Le problème n'est pas que les Québécois de façon générale ne parlent pas ou n'apprennent pas le français. Nous le parlons et l'apprenons de plus en plus, comme le démontrent les données du recensement.

La minorité militante est préoccupée par le fait qu'une grande nombre de Québécois ne le parlent pas exclusivement dans la sphère publique des affaires, de l'éducation, des médias, de la santé et de la politique. Ces Québécois sont bilingues ou multilingues.

Lorsque ce sont les francophones qui osent contester le discours nationaliste dominant ou qui en soulignent les contradictions, soit par leurs mots soit par leurs pratiques langagières, cela entraîne un véritable branle-bas de combat. À mon avis, ce débat révèle l'échec cuisant de l'idéologie nationaliste du Québec, idéologie selon laquelle il doit y avoir «une langue, une culture, une nation» même à l'heure de la mondialisation.

Comme la grande majorité des Québécois, je m'identifie fortement et fièrement à la langue française.

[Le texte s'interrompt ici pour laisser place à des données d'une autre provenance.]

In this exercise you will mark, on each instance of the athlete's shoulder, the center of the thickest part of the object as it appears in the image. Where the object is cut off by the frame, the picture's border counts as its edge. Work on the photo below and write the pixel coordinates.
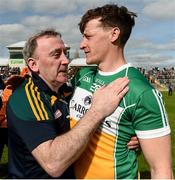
(138, 82)
(87, 70)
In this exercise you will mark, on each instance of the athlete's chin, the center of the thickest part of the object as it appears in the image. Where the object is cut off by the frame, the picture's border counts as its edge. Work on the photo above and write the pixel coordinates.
(90, 61)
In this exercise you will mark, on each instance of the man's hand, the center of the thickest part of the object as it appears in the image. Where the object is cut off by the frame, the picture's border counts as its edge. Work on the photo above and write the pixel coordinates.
(107, 98)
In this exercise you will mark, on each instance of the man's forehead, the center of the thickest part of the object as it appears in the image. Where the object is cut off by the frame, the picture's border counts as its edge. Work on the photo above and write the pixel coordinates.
(93, 26)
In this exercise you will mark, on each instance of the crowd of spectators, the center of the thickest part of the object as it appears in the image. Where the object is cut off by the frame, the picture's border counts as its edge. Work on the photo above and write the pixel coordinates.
(165, 75)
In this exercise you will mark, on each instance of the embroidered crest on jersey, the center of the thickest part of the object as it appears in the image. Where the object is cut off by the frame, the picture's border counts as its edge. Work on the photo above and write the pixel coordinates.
(86, 79)
(57, 114)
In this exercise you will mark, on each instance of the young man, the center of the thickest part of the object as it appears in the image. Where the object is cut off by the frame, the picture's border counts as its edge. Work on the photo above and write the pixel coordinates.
(141, 112)
(40, 143)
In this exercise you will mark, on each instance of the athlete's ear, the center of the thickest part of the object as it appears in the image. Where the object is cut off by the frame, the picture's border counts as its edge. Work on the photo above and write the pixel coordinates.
(33, 64)
(115, 32)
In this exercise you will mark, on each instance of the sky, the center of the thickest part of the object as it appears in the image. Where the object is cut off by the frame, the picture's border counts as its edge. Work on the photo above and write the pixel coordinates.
(152, 42)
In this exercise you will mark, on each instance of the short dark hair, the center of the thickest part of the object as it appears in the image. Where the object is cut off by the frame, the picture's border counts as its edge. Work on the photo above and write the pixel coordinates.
(111, 16)
(31, 43)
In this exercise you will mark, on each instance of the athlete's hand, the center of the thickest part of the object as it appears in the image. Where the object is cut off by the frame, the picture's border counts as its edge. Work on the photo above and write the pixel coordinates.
(14, 81)
(107, 98)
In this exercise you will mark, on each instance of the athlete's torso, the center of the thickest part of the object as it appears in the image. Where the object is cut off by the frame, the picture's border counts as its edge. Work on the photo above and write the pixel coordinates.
(107, 155)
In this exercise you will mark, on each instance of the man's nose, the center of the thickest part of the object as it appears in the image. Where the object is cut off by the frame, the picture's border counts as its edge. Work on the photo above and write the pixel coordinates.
(65, 59)
(82, 44)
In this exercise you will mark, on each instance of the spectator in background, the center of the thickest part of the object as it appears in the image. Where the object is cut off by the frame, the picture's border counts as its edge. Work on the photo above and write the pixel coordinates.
(170, 89)
(5, 93)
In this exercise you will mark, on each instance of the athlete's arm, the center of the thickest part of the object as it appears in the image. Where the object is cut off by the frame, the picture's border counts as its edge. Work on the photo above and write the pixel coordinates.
(157, 152)
(56, 155)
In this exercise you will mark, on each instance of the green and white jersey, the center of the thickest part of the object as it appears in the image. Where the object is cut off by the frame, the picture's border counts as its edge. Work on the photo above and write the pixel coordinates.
(141, 112)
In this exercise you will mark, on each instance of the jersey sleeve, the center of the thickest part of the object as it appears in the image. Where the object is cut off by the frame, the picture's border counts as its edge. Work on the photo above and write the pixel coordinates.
(150, 118)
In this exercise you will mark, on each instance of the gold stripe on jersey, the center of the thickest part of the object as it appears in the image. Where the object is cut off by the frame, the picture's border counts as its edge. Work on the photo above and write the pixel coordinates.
(42, 104)
(30, 100)
(53, 99)
(35, 102)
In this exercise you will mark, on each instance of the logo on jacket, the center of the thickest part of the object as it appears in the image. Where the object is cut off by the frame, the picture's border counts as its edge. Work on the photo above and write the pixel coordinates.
(57, 114)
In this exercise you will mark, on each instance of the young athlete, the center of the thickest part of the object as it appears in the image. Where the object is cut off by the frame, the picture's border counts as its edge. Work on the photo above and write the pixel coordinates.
(141, 112)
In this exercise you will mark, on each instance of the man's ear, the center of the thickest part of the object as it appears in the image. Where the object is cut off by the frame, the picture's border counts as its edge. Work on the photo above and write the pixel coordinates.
(115, 32)
(32, 63)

Je défends sans équivoque l'importance d'apprendre le français au Canada. Je soutiens également le rôle de la langue française comme facteur d'unité linguistique au Québec. Mais je suis aussi fièrement bilingue et je considère la connaissance d'autres langues comme un atout précieux dans la vie.

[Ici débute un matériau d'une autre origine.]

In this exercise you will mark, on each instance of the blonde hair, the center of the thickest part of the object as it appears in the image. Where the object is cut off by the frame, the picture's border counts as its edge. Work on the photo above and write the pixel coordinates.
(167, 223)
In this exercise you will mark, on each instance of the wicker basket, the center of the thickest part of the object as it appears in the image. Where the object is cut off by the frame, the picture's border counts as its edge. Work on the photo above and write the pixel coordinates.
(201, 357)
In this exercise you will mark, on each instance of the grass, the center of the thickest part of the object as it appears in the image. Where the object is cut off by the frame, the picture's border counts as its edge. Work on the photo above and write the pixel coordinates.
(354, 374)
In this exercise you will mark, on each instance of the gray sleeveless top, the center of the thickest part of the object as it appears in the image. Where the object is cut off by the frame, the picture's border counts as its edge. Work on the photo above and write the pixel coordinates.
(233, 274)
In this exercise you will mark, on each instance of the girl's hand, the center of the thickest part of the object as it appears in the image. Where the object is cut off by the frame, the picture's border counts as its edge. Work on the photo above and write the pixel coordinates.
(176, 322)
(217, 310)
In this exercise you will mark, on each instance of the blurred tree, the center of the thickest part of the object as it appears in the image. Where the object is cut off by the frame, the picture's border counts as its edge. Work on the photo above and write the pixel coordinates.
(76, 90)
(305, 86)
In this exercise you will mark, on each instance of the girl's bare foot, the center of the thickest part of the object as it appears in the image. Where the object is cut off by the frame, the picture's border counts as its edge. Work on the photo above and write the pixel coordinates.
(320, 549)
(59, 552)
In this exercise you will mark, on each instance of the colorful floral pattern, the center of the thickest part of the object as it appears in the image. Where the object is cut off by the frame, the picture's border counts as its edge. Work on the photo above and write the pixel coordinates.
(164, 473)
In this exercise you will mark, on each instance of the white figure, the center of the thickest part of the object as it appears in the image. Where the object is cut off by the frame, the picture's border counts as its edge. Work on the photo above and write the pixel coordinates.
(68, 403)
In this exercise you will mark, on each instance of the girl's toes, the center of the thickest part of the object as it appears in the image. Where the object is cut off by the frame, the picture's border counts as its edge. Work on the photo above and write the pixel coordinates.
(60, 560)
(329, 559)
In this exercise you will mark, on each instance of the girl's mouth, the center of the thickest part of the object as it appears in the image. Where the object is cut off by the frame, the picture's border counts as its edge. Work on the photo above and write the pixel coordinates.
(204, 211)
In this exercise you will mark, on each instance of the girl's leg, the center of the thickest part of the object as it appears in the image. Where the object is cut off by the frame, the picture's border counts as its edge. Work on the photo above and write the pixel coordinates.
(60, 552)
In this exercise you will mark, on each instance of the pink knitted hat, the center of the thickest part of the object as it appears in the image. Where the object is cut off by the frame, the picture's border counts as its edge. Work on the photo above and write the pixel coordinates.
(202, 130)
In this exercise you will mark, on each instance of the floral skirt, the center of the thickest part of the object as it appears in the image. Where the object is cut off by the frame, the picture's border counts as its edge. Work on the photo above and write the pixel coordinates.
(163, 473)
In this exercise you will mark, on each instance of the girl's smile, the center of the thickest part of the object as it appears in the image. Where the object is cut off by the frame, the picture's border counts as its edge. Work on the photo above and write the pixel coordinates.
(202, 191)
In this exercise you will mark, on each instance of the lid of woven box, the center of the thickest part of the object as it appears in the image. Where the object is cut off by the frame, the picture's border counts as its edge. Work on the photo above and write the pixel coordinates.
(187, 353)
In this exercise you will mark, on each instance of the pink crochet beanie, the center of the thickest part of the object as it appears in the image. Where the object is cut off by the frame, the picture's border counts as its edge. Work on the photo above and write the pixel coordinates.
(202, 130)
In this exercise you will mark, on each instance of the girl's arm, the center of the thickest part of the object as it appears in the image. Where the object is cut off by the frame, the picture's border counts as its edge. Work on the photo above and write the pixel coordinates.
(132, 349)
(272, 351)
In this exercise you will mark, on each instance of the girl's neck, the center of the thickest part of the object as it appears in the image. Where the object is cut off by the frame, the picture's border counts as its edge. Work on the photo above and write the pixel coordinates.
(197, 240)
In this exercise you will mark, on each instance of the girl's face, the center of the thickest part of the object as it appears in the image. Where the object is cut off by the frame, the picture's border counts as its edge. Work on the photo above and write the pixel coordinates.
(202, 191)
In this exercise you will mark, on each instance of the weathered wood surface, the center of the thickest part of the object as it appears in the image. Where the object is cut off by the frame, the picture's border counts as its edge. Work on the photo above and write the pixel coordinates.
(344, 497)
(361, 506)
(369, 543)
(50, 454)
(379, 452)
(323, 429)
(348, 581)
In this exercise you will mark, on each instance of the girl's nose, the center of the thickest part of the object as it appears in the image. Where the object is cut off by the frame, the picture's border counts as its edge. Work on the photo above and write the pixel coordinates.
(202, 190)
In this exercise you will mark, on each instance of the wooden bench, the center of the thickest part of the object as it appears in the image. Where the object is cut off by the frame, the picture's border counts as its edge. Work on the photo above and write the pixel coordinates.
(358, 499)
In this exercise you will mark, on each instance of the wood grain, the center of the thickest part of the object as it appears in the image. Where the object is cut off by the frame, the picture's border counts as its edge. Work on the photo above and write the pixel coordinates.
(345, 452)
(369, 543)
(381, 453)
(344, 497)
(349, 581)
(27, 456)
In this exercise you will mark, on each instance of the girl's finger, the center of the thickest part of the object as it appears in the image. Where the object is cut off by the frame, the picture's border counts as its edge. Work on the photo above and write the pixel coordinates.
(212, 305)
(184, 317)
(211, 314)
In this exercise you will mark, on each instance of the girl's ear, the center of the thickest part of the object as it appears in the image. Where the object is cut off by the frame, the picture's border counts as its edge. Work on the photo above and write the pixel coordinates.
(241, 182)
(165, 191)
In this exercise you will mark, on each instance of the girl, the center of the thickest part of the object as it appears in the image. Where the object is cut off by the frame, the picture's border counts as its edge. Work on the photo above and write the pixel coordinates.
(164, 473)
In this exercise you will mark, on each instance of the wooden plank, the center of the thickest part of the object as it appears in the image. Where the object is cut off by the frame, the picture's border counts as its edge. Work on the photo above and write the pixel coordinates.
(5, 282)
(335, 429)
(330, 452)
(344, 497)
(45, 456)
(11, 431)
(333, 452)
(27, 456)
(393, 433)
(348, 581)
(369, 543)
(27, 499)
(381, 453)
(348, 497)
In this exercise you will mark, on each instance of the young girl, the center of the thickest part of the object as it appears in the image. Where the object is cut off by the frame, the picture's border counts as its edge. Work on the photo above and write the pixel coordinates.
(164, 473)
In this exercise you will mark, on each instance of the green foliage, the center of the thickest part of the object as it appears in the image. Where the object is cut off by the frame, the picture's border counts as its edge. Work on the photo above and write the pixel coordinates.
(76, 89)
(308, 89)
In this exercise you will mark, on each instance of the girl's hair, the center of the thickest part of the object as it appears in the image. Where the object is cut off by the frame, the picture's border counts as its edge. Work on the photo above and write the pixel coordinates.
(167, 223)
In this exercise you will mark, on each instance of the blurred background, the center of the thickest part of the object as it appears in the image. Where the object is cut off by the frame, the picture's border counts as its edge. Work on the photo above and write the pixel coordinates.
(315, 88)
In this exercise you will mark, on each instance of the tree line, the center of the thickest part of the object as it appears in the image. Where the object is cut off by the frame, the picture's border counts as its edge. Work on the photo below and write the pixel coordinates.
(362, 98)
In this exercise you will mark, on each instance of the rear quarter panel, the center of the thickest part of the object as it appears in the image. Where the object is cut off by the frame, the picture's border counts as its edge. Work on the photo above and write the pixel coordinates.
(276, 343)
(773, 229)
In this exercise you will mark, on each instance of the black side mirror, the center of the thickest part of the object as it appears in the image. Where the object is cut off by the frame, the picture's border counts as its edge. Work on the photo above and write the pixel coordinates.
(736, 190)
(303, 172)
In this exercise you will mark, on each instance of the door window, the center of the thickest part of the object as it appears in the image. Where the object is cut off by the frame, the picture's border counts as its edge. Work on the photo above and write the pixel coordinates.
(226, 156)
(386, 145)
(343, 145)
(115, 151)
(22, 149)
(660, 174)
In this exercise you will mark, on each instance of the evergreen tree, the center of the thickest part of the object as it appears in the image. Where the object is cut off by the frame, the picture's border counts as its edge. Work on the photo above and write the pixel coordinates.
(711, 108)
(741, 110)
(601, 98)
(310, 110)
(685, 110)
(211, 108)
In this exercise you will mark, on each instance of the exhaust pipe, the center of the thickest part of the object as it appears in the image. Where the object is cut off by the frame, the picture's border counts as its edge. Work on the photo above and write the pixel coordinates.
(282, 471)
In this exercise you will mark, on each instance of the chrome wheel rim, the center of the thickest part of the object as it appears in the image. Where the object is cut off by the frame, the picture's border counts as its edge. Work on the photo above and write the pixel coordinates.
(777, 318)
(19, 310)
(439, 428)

Il y en a parmi nous (et avec ce "nous", je tiens à souligner que j'englobe les francophones, les anglophones et les allophones, Québécois de souche et néo-Québécois) qui se sentent partie de la société mondiale sans pour autant craindre une perte de leur identité ou de leur lien avec la langue française ou avec le Québec. Par conséquent, une nouvelle façon dynamique d'imaginer la société québécoise semble apparaître dans la sphère publique. D'où la «crise» pour ceux qui imaginent toujours les Québécois comme une peuple colonisé, perpétuellement menacé.

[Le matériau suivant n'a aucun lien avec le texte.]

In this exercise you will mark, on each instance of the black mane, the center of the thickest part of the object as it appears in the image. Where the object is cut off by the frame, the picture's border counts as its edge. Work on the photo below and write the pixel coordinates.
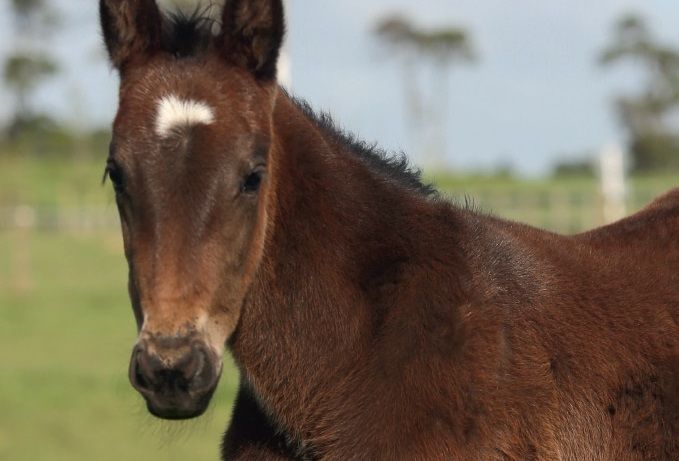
(187, 35)
(395, 167)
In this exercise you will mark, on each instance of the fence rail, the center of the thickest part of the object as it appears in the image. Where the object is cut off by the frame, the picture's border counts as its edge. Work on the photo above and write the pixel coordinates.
(566, 211)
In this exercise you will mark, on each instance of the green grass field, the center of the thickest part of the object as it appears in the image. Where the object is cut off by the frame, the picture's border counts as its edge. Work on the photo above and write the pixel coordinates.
(65, 340)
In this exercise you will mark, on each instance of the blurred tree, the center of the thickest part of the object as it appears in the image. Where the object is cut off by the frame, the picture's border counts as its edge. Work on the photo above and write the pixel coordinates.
(441, 47)
(28, 64)
(653, 141)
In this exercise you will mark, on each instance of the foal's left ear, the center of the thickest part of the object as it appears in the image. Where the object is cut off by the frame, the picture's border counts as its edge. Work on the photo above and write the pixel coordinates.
(252, 35)
(131, 29)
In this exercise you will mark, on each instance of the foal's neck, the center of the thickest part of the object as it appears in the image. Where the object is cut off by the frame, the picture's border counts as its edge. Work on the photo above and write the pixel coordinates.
(343, 237)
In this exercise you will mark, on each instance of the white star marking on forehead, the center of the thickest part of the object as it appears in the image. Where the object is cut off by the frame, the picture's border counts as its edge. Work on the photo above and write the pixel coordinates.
(174, 113)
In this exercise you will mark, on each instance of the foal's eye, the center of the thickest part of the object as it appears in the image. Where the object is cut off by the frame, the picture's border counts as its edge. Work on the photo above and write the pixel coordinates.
(251, 182)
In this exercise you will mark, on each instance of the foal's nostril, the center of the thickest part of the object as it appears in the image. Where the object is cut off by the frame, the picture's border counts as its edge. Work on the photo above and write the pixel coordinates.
(190, 373)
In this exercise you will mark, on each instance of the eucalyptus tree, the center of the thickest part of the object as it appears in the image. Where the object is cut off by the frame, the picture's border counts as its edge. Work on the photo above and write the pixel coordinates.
(441, 48)
(647, 116)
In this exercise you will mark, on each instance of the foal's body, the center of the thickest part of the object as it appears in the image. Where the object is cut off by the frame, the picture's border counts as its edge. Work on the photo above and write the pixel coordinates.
(433, 332)
(370, 319)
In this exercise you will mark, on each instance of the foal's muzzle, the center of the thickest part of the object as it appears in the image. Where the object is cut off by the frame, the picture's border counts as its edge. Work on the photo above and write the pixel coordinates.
(176, 376)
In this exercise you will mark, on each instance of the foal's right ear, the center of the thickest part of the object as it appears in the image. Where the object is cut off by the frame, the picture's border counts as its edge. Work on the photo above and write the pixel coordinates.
(132, 29)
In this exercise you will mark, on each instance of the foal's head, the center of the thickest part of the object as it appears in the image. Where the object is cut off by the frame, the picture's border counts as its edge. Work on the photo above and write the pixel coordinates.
(190, 163)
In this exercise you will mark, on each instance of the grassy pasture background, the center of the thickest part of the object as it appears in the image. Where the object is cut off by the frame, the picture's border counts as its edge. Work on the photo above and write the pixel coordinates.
(66, 328)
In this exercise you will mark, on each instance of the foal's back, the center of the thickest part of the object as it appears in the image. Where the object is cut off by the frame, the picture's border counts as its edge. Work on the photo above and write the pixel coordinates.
(588, 359)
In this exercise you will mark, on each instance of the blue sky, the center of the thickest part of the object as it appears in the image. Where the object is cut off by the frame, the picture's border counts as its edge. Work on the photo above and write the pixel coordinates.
(535, 96)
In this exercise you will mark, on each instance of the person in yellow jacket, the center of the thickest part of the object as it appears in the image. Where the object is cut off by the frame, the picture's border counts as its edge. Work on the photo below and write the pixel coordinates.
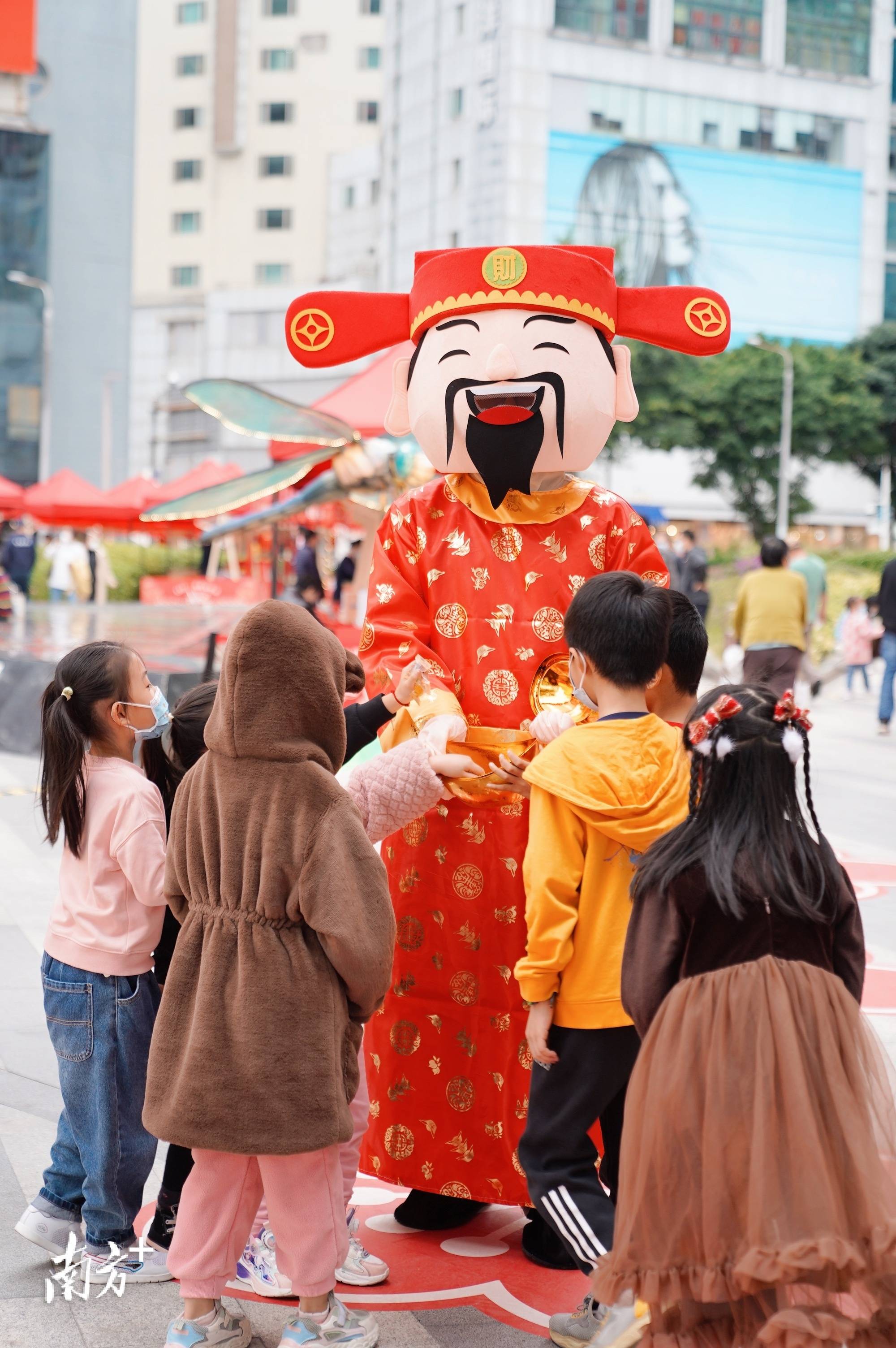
(601, 793)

Les entreprises québécoises comme Bombardier, la Banque Nationale, la Caisse de dépôt et CGI fonctionnent dans un contexte mondialisé. Cela vaut pour d'autres milieux. Les cinéastes, musiciens, acteurs, créateurs de mode, écrivains, artistes de cirque et comédiens québécois sont en demande partout sur la planète.

Alors que le monde se transforme, il devient de plus en plus difficile de justifier une approche unilingue militante relativement à la langue française. Malheureusement, il y en aura toujours qui continueront de voir des ennemis à l'extérieur et des traîtres à l'intérieur. Leur stratégie d'un blocage linguistique apparaît de plus en plus désuète: purger le paysage urbain de toute trace de la langue anglaise, se moquer ou se plaindre des accents non-francophones, refuser de parler ou interdire d'autres langues dans la sphère publique, n'embaucher que des francophones, parler des anglophones unilingues comme d'une «ethnie» montréalaise.

Quel message est-ce que ce type de prescriptions linguistiques envoie aux gens qui regardent le Québec? Ne l'oublions pas: notre population vieillit et l'accroissement démographique naturel diminue. Notre croissance démographique dépend de notre capacité à attirer et à retenir des immigrants. Dans ce contexte, la langue française devrait-elle être présentée comme un atout désirable ou comme un emblème d'intolérance et de domination?